In Willow Grove, PA, 17-year old Mariah Edwards went into a surgical center to remove her tonsils and died.
ABC News recently reported that the outpatient tonsillectomy was a success. Following the procedure she was moved to a recovery room. In the lawsuit filed on behalf of the Edwards family, it provides that nurses administered a dose of the painkiller fentanyl, a potent, synthetic narcotic analgesic with a rapid onset and short duration of action.
The Edwards’ attorney, Joel Feller of Ross Feller Casey, LLP, a medical malpractice firm in Philadelphia, says that the narcotic threw Mariah into opioid-induced respiratory depression. However, the nurse who was supposed to be watching the teenager was busy tending to another patient.
Moreover, in discovery, a nurse for the surgical center admitted that the monitors attached to Mariah had been muted for sound.
“Tragedies like this should never happen,” says Michael Wong, founder and executive director of the Physician-Patient Alliance for Health & Safety (PPAHS), an advocacy group that is pushing for higher standards of care for patients receiving opioids. “A young girl died from a common procedure that hundreds of patients undergo every year because her caregivers choose to ignore the very monitors that were there to protect her life.”

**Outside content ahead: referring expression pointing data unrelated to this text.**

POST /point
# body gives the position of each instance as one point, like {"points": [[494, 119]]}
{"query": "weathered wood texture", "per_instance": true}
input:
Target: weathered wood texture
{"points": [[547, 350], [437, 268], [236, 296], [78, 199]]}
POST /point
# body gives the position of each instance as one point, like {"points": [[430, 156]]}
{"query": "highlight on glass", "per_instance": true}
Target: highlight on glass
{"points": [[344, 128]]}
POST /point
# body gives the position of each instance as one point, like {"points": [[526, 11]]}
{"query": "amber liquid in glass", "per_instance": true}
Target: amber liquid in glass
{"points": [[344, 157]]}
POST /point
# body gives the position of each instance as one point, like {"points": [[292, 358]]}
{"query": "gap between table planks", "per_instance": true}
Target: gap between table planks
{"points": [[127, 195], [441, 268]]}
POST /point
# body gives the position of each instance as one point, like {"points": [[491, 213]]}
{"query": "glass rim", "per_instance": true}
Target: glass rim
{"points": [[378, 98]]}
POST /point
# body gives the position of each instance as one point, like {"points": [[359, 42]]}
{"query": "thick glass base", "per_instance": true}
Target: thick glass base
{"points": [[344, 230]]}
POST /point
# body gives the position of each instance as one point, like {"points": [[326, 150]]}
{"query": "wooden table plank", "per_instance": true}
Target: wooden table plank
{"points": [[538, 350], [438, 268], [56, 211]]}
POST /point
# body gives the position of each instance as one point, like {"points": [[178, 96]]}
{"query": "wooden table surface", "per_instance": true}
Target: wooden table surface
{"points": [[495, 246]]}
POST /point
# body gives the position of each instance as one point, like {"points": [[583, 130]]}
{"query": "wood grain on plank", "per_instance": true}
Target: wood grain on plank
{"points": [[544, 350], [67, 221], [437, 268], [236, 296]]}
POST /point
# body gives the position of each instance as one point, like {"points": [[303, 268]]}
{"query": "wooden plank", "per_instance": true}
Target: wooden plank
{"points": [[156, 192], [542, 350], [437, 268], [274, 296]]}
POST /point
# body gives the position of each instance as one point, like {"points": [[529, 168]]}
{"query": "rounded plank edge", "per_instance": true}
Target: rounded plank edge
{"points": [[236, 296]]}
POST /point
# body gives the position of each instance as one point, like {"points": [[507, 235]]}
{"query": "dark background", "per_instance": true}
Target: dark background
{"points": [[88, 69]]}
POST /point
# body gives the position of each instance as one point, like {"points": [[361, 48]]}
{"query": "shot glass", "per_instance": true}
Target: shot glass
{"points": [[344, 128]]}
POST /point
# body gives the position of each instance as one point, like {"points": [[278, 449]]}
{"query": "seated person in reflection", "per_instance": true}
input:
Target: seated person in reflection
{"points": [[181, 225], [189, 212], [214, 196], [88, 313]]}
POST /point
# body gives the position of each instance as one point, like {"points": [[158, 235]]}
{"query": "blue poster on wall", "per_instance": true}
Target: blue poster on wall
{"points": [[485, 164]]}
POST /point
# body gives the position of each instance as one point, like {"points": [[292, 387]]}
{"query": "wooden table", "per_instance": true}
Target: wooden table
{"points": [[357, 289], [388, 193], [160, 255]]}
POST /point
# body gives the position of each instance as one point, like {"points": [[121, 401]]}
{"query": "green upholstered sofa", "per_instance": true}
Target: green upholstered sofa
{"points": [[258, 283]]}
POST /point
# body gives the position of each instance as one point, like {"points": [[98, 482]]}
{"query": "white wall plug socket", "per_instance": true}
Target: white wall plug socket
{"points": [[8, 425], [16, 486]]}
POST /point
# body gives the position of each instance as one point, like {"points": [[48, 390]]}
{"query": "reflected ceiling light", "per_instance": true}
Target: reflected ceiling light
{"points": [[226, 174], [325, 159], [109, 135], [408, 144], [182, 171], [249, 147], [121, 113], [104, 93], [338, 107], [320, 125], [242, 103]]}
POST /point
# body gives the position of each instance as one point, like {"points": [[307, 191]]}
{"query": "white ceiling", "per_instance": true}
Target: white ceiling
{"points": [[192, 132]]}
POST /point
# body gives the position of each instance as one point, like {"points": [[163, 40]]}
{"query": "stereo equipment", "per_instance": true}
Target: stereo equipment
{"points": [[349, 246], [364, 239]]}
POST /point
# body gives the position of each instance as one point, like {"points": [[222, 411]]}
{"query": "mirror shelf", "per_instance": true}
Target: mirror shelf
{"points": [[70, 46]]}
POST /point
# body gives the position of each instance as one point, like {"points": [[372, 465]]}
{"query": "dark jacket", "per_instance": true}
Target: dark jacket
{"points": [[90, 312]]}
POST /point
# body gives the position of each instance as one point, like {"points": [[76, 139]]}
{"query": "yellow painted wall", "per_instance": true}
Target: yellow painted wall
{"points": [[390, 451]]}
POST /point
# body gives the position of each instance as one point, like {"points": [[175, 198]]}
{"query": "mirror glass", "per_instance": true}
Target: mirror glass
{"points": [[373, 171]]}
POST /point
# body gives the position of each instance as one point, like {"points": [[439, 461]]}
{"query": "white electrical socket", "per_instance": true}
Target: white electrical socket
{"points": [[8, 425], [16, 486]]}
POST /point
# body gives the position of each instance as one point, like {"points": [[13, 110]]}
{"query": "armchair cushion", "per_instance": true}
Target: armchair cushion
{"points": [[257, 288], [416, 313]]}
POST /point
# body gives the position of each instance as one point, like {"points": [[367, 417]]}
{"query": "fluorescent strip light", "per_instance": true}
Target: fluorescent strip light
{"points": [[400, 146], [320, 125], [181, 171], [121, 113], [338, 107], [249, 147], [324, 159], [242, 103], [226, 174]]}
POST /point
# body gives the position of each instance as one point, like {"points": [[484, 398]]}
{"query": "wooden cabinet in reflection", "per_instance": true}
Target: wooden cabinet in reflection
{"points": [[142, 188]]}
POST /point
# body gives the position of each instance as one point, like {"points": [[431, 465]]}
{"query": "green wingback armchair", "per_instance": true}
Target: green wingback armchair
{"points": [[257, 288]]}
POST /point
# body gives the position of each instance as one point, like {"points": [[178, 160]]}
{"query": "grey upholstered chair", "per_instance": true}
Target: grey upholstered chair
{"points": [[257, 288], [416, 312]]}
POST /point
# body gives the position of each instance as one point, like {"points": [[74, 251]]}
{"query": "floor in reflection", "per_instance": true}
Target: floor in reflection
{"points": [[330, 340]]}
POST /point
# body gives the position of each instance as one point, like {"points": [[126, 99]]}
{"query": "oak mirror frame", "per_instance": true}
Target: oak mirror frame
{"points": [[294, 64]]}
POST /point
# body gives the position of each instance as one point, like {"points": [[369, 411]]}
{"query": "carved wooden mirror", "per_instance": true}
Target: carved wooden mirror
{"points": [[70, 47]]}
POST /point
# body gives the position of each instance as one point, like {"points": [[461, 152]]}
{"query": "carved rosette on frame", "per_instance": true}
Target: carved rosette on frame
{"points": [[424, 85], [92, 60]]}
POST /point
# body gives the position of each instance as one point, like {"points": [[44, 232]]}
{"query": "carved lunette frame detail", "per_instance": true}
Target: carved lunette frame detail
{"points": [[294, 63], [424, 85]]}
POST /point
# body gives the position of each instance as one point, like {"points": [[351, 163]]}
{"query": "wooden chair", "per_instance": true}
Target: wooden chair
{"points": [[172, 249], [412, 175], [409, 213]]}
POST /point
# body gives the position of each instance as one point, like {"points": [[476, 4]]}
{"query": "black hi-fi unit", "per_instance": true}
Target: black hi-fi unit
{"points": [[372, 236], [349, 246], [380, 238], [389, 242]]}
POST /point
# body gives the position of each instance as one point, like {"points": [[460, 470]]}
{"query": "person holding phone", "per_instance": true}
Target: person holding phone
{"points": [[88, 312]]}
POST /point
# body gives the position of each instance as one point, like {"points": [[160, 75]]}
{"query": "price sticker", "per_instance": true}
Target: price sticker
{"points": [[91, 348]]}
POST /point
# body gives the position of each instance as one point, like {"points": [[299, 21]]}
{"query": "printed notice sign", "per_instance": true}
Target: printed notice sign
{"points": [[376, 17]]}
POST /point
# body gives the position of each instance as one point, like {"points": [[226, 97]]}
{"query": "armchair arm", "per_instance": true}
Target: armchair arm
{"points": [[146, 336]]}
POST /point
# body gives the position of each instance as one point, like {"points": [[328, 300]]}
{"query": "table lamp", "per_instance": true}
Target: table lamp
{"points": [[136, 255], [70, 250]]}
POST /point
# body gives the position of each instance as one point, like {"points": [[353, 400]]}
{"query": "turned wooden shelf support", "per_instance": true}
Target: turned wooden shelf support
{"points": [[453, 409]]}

According to ECRI Institute, an independent, nonprofit organization that researches the best approaches to improving the safety, quality, and cost-effectiveness of patient care, alarm hazards are again the number one health technology hazard for 2013. In its report, “2013 Top 10 Health Technology Hazards”, ECRI stated:
Many medical devices in the hospital, such as physiologic monitors (including telemetry monitors), ventilators, infusion pumps, and dialysis units, rely on alarms to help protect patients. But the alarm systems on these devices can also be the source of problems, and there are times when alarms actually contribute to the occurrence of adverse events.
Dr. Robert Stoelting (President, Anesthesia Patient Safety Foundation) explains the impact of false alarms on patient care, “APSF recommends that continuous electronic monitoring of oxygenation and ventilation be available and considered for all patients. This would reduce the likelihood of unrecognized clinically significant opioid-induced depression of ventilation in the postoperative period. However, continuous electronic monitoring may result in threshold-based alarms sounding frequently and the unfortunate consequence that the caregiver fails to recognize early signs of progressive hypoventilation by either being too sensitive (excess false alarms) or insufficiently sensitive.”
Reducing alarm fatigue and making alarms more actionable is a critical patient safety issue. Mr. Wong encourages the adoption of best practices, “There are hospitals that have been able to successfully address alarm fatigue, which might prevent what tragically happened to 17-year old Mariah Edwards. A recent study at The Johns Hopkins Hospital, for example, was able to reduce the number of alarms that sounded by 43 percent.”